President Hosni Mubarak, clinging on despite unprecedented demands for an end to his 30-year rule, met on Sunday with the military which is seen as holding the key to Egypt's future while in Cairo, protesters defied a curfew.
In a clear expression of concern, Secretary of State Hillary Clinton said the United States wanted to see "orderly transition" through free and fair elections in its key ally and the Arab world's most populous nation.
An earthquake of unrest is shaking Mubarak's authoritarian grip on Egypt and the high command's support is vital as other pillars of his ruling apparatus crumble, political analysts said as protests entered their sixth day.
"We want to see an orderly transition so that no one fills a void," Clinton told Fox News on Sunday. "We also don't want to see some takeover that would lead not to democracy but to oppression and the end of the aspirations of the Egyptian people." Amidst a heavy military presence, as many as 10,000 people protested in Cairo's Tahrir Square, a rallying point to express anger at poverty, repression, unemployment and corruption.
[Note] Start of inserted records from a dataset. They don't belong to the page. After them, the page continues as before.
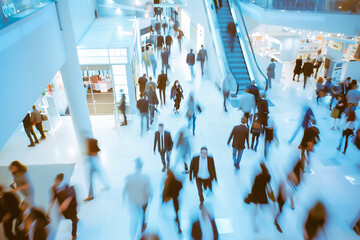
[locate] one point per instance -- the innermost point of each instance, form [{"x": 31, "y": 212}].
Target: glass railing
[
  {"x": 14, "y": 10},
  {"x": 248, "y": 52},
  {"x": 328, "y": 6}
]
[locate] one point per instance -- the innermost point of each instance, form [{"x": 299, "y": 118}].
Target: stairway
[{"x": 236, "y": 59}]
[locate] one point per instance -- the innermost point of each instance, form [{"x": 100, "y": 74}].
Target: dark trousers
[
  {"x": 74, "y": 220},
  {"x": 162, "y": 154},
  {"x": 30, "y": 131},
  {"x": 162, "y": 95},
  {"x": 40, "y": 129},
  {"x": 177, "y": 103},
  {"x": 200, "y": 183},
  {"x": 8, "y": 226}
]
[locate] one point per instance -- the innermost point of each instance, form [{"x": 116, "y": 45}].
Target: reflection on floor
[{"x": 333, "y": 177}]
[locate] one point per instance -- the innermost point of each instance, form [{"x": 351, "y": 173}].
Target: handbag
[
  {"x": 270, "y": 193},
  {"x": 335, "y": 113}
]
As the curfew started and was ignored, warplanes and helicopters flew over the square. By late afternoon more army trucks appeared in a show of military force but no one moved.
"Hosni Mubarak, Omar Suleiman, both of you are agents of the Americans," shouted protesters, referring to the appointment on Saturday of intelligence chief Suleiman as vice president, the first time Mubarak has appointed a deputy in 30 years of office.
It was the position Mubarak, 82, held before he become president and many saw the appointment as ending his son Gamal's long-predicted ambitions to take over and as an attempt to reshape the administration to placate reformists.
Mubarak held talks with Suleiman, Defense Minister Mohamed Hussein Tantawi, Chief of Staff Sami al-Anan and other senior commanders.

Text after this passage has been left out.